Winter wheat futures are lower again this morning with Chi down 6 cents and KC down 11.  The momentum has clearly turned lower in Chi wheat.  KC contracts are hanging in there with more of a consolidation phase on the charts.  Rains across Europe and the Black Sea region have eased some dryness concerns in that area’s wheat producing regions.  This impacts world wheat prices and is pressuring U.S. prices along with a rebound in the greenback.  Winter wheat conditions improved by 1% to 55% good-to-excellent.  Mpls wheat  was unchanged overnight.


Live cattle futures are called steady to higher.  Strong retail values and June futures’ discount to cash market  has spurred money flow into cattle market.  June, at 88.00 is playing catch-up to the cash market, but cash is a moving target as the market opts for other forms of price discovery during these uncharted times.  The next upside objective for the contract is around 90.75.  Choice carcasses broke the $400 level on Monday afternoon after rallying to record highs 7 days in a row.  That market is up 70% since April 8, which should keep a form of fundamental support for cash trade in place.

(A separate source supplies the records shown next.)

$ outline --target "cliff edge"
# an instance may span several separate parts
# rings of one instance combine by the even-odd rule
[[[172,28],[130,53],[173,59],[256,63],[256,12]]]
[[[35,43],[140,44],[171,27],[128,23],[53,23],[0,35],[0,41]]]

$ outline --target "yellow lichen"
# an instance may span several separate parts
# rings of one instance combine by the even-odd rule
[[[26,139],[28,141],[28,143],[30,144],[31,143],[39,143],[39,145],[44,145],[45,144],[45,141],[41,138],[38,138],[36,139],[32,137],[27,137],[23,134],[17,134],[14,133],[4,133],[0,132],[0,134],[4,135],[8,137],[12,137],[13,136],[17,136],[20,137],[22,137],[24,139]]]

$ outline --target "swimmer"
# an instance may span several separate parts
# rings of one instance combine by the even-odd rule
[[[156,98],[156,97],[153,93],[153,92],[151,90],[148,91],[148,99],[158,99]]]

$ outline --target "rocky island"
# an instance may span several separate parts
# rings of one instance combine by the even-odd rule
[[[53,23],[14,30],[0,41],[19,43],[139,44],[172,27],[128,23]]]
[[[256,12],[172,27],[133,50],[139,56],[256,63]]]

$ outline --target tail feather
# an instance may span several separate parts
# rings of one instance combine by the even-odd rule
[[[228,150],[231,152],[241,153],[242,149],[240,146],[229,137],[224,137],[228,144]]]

Lean hog futures are called mixed to higher. Strong retail values stay supportive and encourage the industry with help from the Government to get plants safely back into operation.  The technical picture is strong and overbought after June reached it’s highest level since March 27.  More short covering is possible with momentum favoring the bulls.  Plant closings and possible reopening will still be a key in the near-term as traders await news of progress getting more meat into the pipeline in a safe manner.